About a year and a half after his divorce, we became more than friends. I had been his sounding board and supported him through his divorce and we just developed a deep connection. I was a little nervous about bringing a man into my son's life, but I thought it would be good for him. "Tad" stopped smoking when we got together...because his ex wife took him to court and he failed a drug test which led to supervised visitation with his kids...it was a rough couple of months as he "got over it." I was there for him, bringing him food and hard candy and anything else he needed. I loved him and hated to see him struggle, but it was all worth it. The sober man I got was my very best friend. I have never loved any man the way I loved him. I have never felt a deeper connection with anyone. His sobriety lasted for about 6 months and then he started smoking again. He felt guilty so he became distant. We didn't see eachother very much, we had nothing to talk about...it was just really hard. My son adores him so I felt that I couldn't let him go. I love his kids and his family...his mom is an amazing woman. I just felt trapped. Then, after smoking for about 3 months, he quit again for a few months, then smoked for a few months, then quit for a couple of months, then smoked for a few months, then quit for two weeks, and has been smoking for several months again. This roller coaster is basically me getting my best friend back, losing him, getting him back, losing him, getting him back, losing him. The adjustment period is so hard, too.
Anyway, I kindof decided that it would be better to just deal with the pot. We don't live together, it's not in my house, it's not my money...although, I always end up buying his groceries...I just thought dealing with his drug use would be easier than hurting my son or losing his family. So, I have basically let him go. We have been in a faux relationship, basically friends with benefits, for a few months. There's no connection, no closeness. I don't feel like I even know who he is.
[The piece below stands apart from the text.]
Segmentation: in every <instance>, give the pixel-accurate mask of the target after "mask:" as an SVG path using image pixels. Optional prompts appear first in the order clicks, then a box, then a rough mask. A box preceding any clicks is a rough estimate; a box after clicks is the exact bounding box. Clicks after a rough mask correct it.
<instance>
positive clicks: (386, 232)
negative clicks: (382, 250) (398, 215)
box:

So, he has decided to quit again. He hasn't smoked in four days and he's been staying here because he can't do it on his own. The thing is, I'm tired. I don't want to do this again. Part of me is screaming, "It's pointless! It's temporary! Get your own damn water!!!" But part of me is saying, he needs help. He's my best friend...when I can fight through the fog to find him, anyway. I am so stuck between supporting him and loving him the way I used to and just letting him do it alone. I don't want to let him back in. I have worked so hard to build up these walls so that he can't hurt me. The stoner hurts me. He says he'll be there and he doesn't show. We make plans and he forgets all about it. He's lazy and selfish and I don't like him. The sober man, on the other hand, is wonderful. He is attentive and loving and completely selfless. He's smart and funny and motivated and I love him. I just don't know if having him back for a minute is worth the pain of letting him go again. Pot is like his mistress. He has been known to leave in the middle of a conversation to go home and smoke pot. He never realizes he's done it. Just suddenly says he's going to go home and get ready for bed...but I know he's going home because his buzz is wearing off and he needs to smoke. He knows the stuff is not welcome at my house.
I'm sorry for the novel, I'm just confused and frustrated and mad and hurt and completely terrified. I don't know what to do.